A matéria ‘Entidade propõe parto anônimo’, publicada pelo Estado de S. Paulo (21/02/2008) vai, segundo o próprio jornal, criar muita polêmica. O tema é um anteprojeto de lei, proposto pela ONG Instituto Brasileiro de Direito Familiar (Ibdfam), para evitar que mulheres continuem jogando seus bebês fora depois do parto. Para isso, teriam assistência médica antes e durante o parto, na rede pública, sem precisar se identificar. Esclarecem os advogados do Ibdfam:
‘O hospital poderia pedir que a mãe fornecesse seu nome e informações sobre sua saúde, as origens da criança e as circunstâncias do seu nascimento. Esses dados só poderiam ser informados com autorização judicial. Mesmo assim’, dizem os advogados do Ibdfam, ‘o filho só teria acesso às informações genéticas e da saúde dos pais. O nome seria sempre mantido em segredo.’
Na defesa do projeto, os advogados relacionam países que já legalizaram esse tipo de procedimento e lembram que no Brasil essa prática já foi comum quando, no século 18, os Conventos e Santas Casas de Misericórdia tinham, do lado de fora, ‘a roda dos enjeitados’, onde eram deixados recém-nascidos indesejados.
Contra o argumento de que o parto anônimo facilitará o atendimento médico, tanto os integrantes do Ministério da Saúde como as representantes de organizações femininas declararam que o projeto não vai fazer diferença.

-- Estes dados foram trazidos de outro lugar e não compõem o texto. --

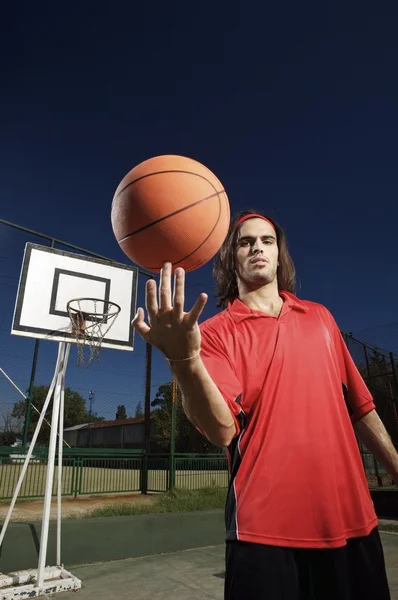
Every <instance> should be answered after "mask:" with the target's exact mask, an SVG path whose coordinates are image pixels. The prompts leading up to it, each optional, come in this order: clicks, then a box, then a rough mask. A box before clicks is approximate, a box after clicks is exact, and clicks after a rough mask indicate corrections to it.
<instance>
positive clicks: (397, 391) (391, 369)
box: [389, 352, 398, 400]
mask: <svg viewBox="0 0 398 600" xmlns="http://www.w3.org/2000/svg"><path fill="white" fill-rule="evenodd" d="M389 356H390V361H391V371H392V380H393V382H394V400H395V399H398V376H397V368H396V366H395V360H394V354H393V353H392V352H390V354H389Z"/></svg>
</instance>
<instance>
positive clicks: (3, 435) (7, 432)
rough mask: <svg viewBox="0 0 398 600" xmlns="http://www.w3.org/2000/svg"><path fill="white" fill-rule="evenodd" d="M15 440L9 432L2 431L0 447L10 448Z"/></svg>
mask: <svg viewBox="0 0 398 600" xmlns="http://www.w3.org/2000/svg"><path fill="white" fill-rule="evenodd" d="M16 441H17V438H16V437H15V435H14V434H13V433H12V432H11V431H2V432H1V433H0V446H12V445H13V444H15V442H16Z"/></svg>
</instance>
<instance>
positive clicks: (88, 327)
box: [67, 298, 121, 367]
mask: <svg viewBox="0 0 398 600" xmlns="http://www.w3.org/2000/svg"><path fill="white" fill-rule="evenodd" d="M67 309H68V313H69V318H70V321H71V327H72V333H73V334H74V337H75V341H76V344H77V364H78V366H80V367H88V366H89V365H90V364H91V363H92V362H93V361H94V360H95V361H96V362H99V359H100V353H101V347H102V342H103V340H104V337H105V336H106V334H107V333H108V332H109V330H110V329H111V327H112V326H113V324H114V323H115V321H116V319H117V317H118V315H119V313H120V310H121V309H120V306H119V305H118V304H115V303H114V302H109V301H106V300H99V299H97V298H75V299H73V300H70V301H69V302H68V304H67Z"/></svg>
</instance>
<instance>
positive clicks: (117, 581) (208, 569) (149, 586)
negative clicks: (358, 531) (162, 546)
mask: <svg viewBox="0 0 398 600" xmlns="http://www.w3.org/2000/svg"><path fill="white" fill-rule="evenodd" d="M382 540H383V546H384V552H385V555H386V564H387V569H388V577H389V581H390V588H391V599H392V600H398V535H393V534H382ZM70 570H71V571H72V573H73V574H74V575H76V576H77V577H79V578H80V579H81V580H82V581H83V589H82V590H80V592H79V594H78V596H77V595H76V593H75V592H66V593H64V594H57V595H56V596H53V598H59V599H60V600H76V599H77V598H78V599H79V600H113V599H115V600H116V599H117V600H149V599H150V598H151V599H152V598H153V599H155V600H160V599H161V600H222V599H223V586H224V579H223V577H224V545H220V546H210V547H206V548H200V549H195V550H186V551H184V552H175V553H173V554H162V555H158V556H149V557H144V558H135V559H127V560H123V561H116V562H109V563H102V564H96V565H90V566H83V567H76V568H73V569H70Z"/></svg>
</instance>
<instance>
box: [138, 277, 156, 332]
mask: <svg viewBox="0 0 398 600" xmlns="http://www.w3.org/2000/svg"><path fill="white" fill-rule="evenodd" d="M145 306H146V309H147V311H148V317H149V322H151V320H153V319H154V318H155V317H156V316H157V314H158V310H159V308H158V301H157V298H156V281H155V280H154V279H149V281H147V282H146V286H145ZM139 310H141V309H139ZM143 318H144V317H143Z"/></svg>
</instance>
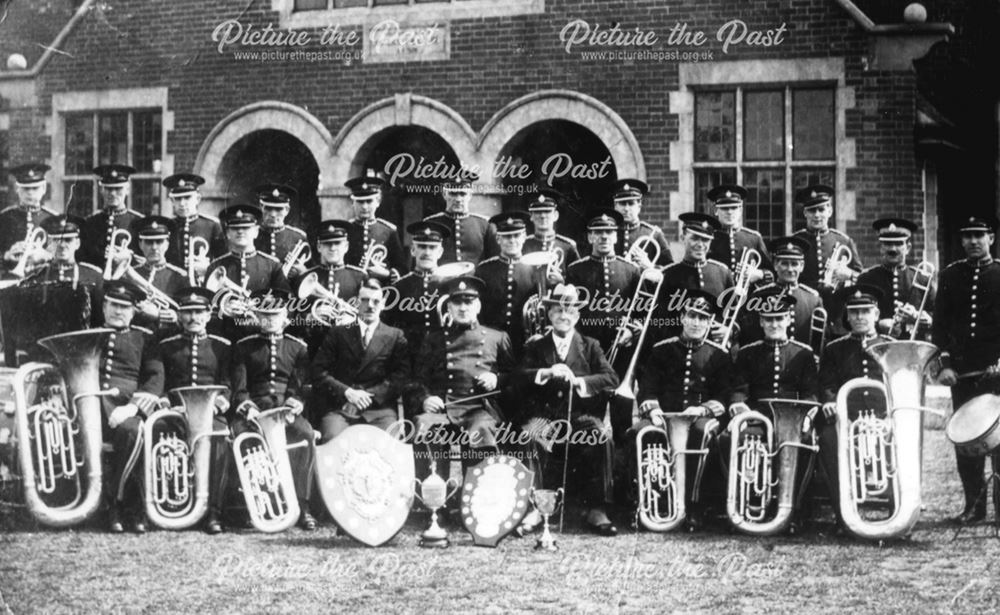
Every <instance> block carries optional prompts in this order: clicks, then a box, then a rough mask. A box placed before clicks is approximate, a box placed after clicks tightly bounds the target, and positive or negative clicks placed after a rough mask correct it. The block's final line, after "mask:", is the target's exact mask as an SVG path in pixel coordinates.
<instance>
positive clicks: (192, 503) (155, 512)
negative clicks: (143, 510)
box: [143, 386, 229, 530]
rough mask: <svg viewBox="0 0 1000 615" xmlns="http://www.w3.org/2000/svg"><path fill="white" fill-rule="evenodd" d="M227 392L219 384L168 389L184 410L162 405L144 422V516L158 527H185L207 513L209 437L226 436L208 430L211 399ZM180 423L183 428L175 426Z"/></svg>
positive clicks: (209, 460) (168, 528) (213, 411)
mask: <svg viewBox="0 0 1000 615" xmlns="http://www.w3.org/2000/svg"><path fill="white" fill-rule="evenodd" d="M227 392H228V389H227V388H226V387H223V386H191V387H180V388H177V389H172V390H171V391H170V394H171V395H173V396H174V397H175V398H177V399H178V400H179V401H180V404H181V406H182V407H183V409H184V411H183V413H182V412H178V411H176V410H174V409H172V408H164V409H161V410H157V411H156V412H154V413H153V414H151V415H149V418H147V419H146V421H145V422H144V423H143V447H144V452H145V460H144V462H145V466H146V467H145V472H144V477H145V485H146V515H147V516H148V517H149V520H150V521H152V522H153V523H154V524H155V525H156V526H157V527H160V528H163V529H165V530H182V529H185V528H189V527H191V526H193V525H194V524H196V523H198V522H199V521H201V519H202V517H204V516H205V513H206V512H207V511H208V490H209V475H210V474H209V473H210V472H211V461H212V457H211V438H212V437H218V436H227V435H229V431H228V430H224V431H212V417H213V415H214V414H215V398H216V396H218V395H220V394H223V393H227ZM185 423H186V424H187V429H186V430H185V429H178V427H179V426H183V425H184V424H185ZM185 431H186V432H187V433H186V435H185ZM192 482H193V484H192Z"/></svg>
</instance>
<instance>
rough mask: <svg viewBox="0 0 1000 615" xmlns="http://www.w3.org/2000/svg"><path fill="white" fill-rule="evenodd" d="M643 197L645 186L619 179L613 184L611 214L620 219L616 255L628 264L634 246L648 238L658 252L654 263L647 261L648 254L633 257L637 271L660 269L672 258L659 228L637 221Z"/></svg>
mask: <svg viewBox="0 0 1000 615" xmlns="http://www.w3.org/2000/svg"><path fill="white" fill-rule="evenodd" d="M647 193H649V186H647V185H646V183H645V182H642V181H639V180H638V179H619V180H618V181H617V182H615V194H614V204H615V211H617V212H618V213H619V214H621V216H622V224H621V226H620V227H619V228H618V243H617V245H618V254H620V255H622V256H624V257H625V258H626V259H627V260H630V261H631V260H632V257H631V256H630V255H629V252H630V250H631V248H632V246H633V245H635V242H636V241H638V240H639V239H640V238H642V237H652V238H653V241H655V242H656V245H657V246H659V249H660V250H659V252H660V254H659V256H658V257H657V259H656V262H653V261H651V260H650V259H649V257H650V254H649V253H648V252H645V253H643V252H637V253H636V255H635V256H636V258H637V259H638V262H636V264H637V265H638V266H639V267H640V268H641V269H649V268H650V267H659V268H660V269H662V268H663V267H666V266H667V265H669V264H670V263H672V262H674V257H673V255H671V254H670V244H668V243H667V238H666V237H664V235H663V231H662V230H661V229H660V227H658V226H654V225H652V224H650V223H649V222H641V221H640V220H639V214H640V213H641V212H642V199H643V197H645V196H646V194H647ZM633 262H635V261H633Z"/></svg>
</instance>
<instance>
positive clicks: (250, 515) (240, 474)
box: [233, 406, 309, 533]
mask: <svg viewBox="0 0 1000 615" xmlns="http://www.w3.org/2000/svg"><path fill="white" fill-rule="evenodd" d="M290 412H291V409H290V408H289V407H288V406H279V407H277V408H272V409H270V410H264V411H262V412H260V413H259V414H258V415H257V417H256V418H255V419H254V420H253V421H252V422H255V423H257V427H258V429H259V430H260V432H259V433H258V432H256V431H247V432H245V433H242V434H240V435H239V436H237V437H236V440H235V441H234V442H233V456H234V457H235V459H236V470H237V472H238V473H239V477H240V485H241V486H242V487H243V498H244V499H245V500H246V505H247V512H248V513H249V514H250V523H252V524H253V526H254V527H255V528H257V530H259V531H261V532H267V533H275V532H283V531H285V530H287V529H288V528H290V527H292V526H293V525H295V522H296V521H298V519H299V514H300V513H301V510H300V509H299V500H298V497H297V496H296V494H295V479H294V478H293V477H292V466H291V464H290V463H289V461H288V450H289V449H291V448H296V447H299V446H309V443H307V442H300V443H298V444H292V445H289V444H288V441H287V439H286V436H285V425H286V424H287V416H288V414H289V413H290Z"/></svg>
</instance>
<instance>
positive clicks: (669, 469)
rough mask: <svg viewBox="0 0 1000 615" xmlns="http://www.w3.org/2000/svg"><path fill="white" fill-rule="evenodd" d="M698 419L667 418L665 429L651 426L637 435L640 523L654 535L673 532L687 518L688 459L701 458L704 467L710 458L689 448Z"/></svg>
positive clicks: (644, 427) (640, 429) (702, 451)
mask: <svg viewBox="0 0 1000 615" xmlns="http://www.w3.org/2000/svg"><path fill="white" fill-rule="evenodd" d="M697 418H698V417H696V416H693V415H687V414H681V413H671V414H666V415H664V416H663V419H664V421H665V424H664V425H663V426H662V427H660V426H657V425H647V426H646V427H643V428H642V429H640V430H639V433H637V434H636V435H635V450H636V463H637V464H638V474H637V475H636V476H637V480H638V510H637V513H638V515H639V523H641V524H642V526H643V527H644V528H646V529H647V530H649V531H651V532H669V531H670V530H672V529H675V528H676V527H677V526H679V525H680V524H681V523H683V522H684V519H685V518H687V495H686V492H687V456H688V455H699V456H700V457H701V459H699V464H700V463H704V458H705V455H707V454H708V449H688V448H687V441H688V434H689V433H690V430H691V424H692V423H693V422H694V421H695V420H696V419H697ZM695 492H697V483H696V485H695Z"/></svg>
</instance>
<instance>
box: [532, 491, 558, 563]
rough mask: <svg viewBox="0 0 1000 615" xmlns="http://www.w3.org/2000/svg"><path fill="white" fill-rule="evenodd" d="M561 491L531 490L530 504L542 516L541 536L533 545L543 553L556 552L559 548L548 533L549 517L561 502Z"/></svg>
mask: <svg viewBox="0 0 1000 615" xmlns="http://www.w3.org/2000/svg"><path fill="white" fill-rule="evenodd" d="M563 494H564V492H563V490H562V487H560V488H559V489H534V488H532V490H531V503H532V504H534V505H535V508H537V509H538V513H539V514H541V515H542V535H541V536H539V537H538V542H537V543H535V549H536V550H537V549H541V550H544V551H558V550H559V547H557V546H556V539H555V538H554V537H553V536H552V533H551V532H549V517H550V516H552V515H553V514H554V513H555V512H556V510H557V509H558V508H559V505H560V504H562V503H563V502H562V501H563Z"/></svg>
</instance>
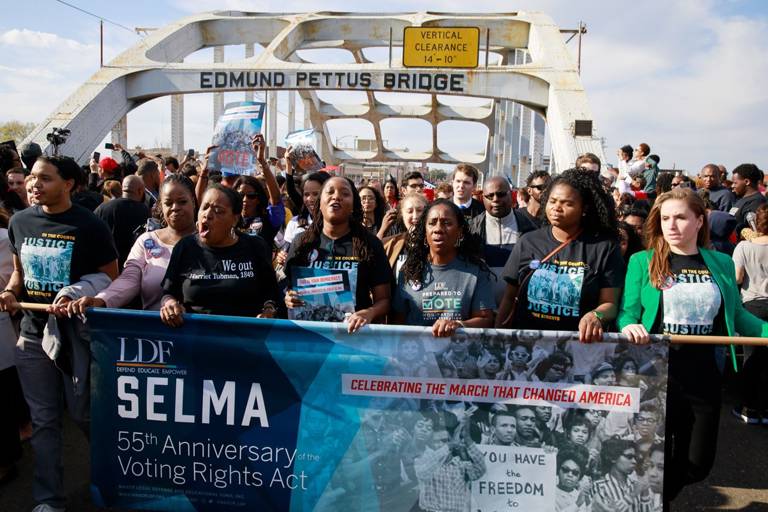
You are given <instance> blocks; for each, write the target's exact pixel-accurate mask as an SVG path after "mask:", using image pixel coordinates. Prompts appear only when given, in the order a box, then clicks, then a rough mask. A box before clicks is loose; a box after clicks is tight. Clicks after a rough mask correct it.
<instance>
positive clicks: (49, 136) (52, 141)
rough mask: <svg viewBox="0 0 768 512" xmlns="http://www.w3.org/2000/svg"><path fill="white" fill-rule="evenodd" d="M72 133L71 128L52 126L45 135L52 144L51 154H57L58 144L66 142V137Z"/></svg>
mask: <svg viewBox="0 0 768 512" xmlns="http://www.w3.org/2000/svg"><path fill="white" fill-rule="evenodd" d="M71 134H72V131H71V130H67V129H66V128H54V129H53V131H51V133H49V134H48V135H46V136H45V138H46V139H48V142H50V143H51V145H53V154H54V155H58V154H59V146H61V145H62V144H66V142H67V137H69V136H70V135H71Z"/></svg>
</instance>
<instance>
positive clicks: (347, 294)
mask: <svg viewBox="0 0 768 512" xmlns="http://www.w3.org/2000/svg"><path fill="white" fill-rule="evenodd" d="M356 282H357V267H356V266H350V268H348V269H337V268H315V267H294V269H293V271H292V272H291V289H292V290H294V291H295V292H296V293H297V294H298V295H299V298H301V300H303V301H304V306H301V307H297V308H291V309H289V310H288V314H289V316H290V318H291V319H293V320H313V321H321V322H340V321H342V320H344V318H345V315H347V314H352V313H354V312H355V283H356Z"/></svg>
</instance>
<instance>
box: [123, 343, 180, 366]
mask: <svg viewBox="0 0 768 512" xmlns="http://www.w3.org/2000/svg"><path fill="white" fill-rule="evenodd" d="M171 347H173V342H172V341H162V340H148V339H145V338H135V339H133V340H131V339H128V338H120V359H119V360H120V362H121V363H156V364H165V363H166V362H167V361H168V360H170V358H171ZM129 358H132V359H129Z"/></svg>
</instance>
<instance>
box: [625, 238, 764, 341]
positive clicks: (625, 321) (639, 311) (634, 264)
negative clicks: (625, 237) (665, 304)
mask: <svg viewBox="0 0 768 512" xmlns="http://www.w3.org/2000/svg"><path fill="white" fill-rule="evenodd" d="M699 252H701V256H702V258H704V263H705V264H706V265H707V268H708V269H709V271H710V272H711V273H712V277H713V278H714V280H715V283H716V284H717V287H718V288H720V294H721V295H722V297H723V305H724V308H725V309H724V314H725V326H726V328H727V330H728V336H737V335H741V336H759V337H762V338H768V323H766V322H764V321H763V320H760V319H759V318H757V317H756V316H754V315H753V314H752V313H750V312H749V311H747V310H746V309H744V306H742V304H741V295H740V294H739V285H738V284H736V270H735V268H734V265H733V260H732V259H731V257H730V256H728V255H727V254H723V253H720V252H717V251H711V250H709V249H704V248H701V247H700V248H699ZM652 254H653V250H647V251H641V252H639V253H637V254H634V255H632V257H631V258H630V259H629V266H628V268H627V276H626V278H625V281H624V296H623V297H622V300H621V309H620V311H619V316H618V318H617V320H616V321H617V323H618V326H619V329H623V328H624V327H626V326H627V325H630V324H638V323H640V324H643V326H644V327H645V328H646V330H648V331H649V332H650V330H651V328H652V327H653V324H654V323H655V322H656V315H657V314H658V311H659V303H660V301H661V290H659V289H658V288H655V287H654V286H653V285H652V284H651V281H650V276H649V275H648V269H649V268H650V266H651V255H652Z"/></svg>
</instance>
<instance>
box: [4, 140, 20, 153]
mask: <svg viewBox="0 0 768 512" xmlns="http://www.w3.org/2000/svg"><path fill="white" fill-rule="evenodd" d="M0 146H8V147H9V148H11V149H12V150H14V151H16V153H17V154H18V152H19V150H18V149H16V141H15V140H13V139H11V140H7V141H5V142H0Z"/></svg>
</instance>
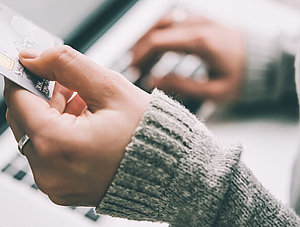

E a secretária executiva da Rede Feminina, Télia Negrão, acrescenta: ‘Pelo sistema atual, crianças têm o direito de saber quem são seus pais biológicos. Seja por questão de saúde, ou emocional. Essa figura impede isso.’
Imprensa continua devendo
Dos entrevistados pelo jornal, houve apenas um a favor, o juiz Antonio Carlos Alves Braga Junior, da Vara da Infância em São Miguel Paulista:
‘A medida é benéfica para adolescentes que, por precisarem se identificar, se sentem intimidadas nos hospitais desde o pré-natal. Hoje, para não se identificarem e não carregarem o estigma de terem aberto mão do filho, elas deixam as crianças na rua.’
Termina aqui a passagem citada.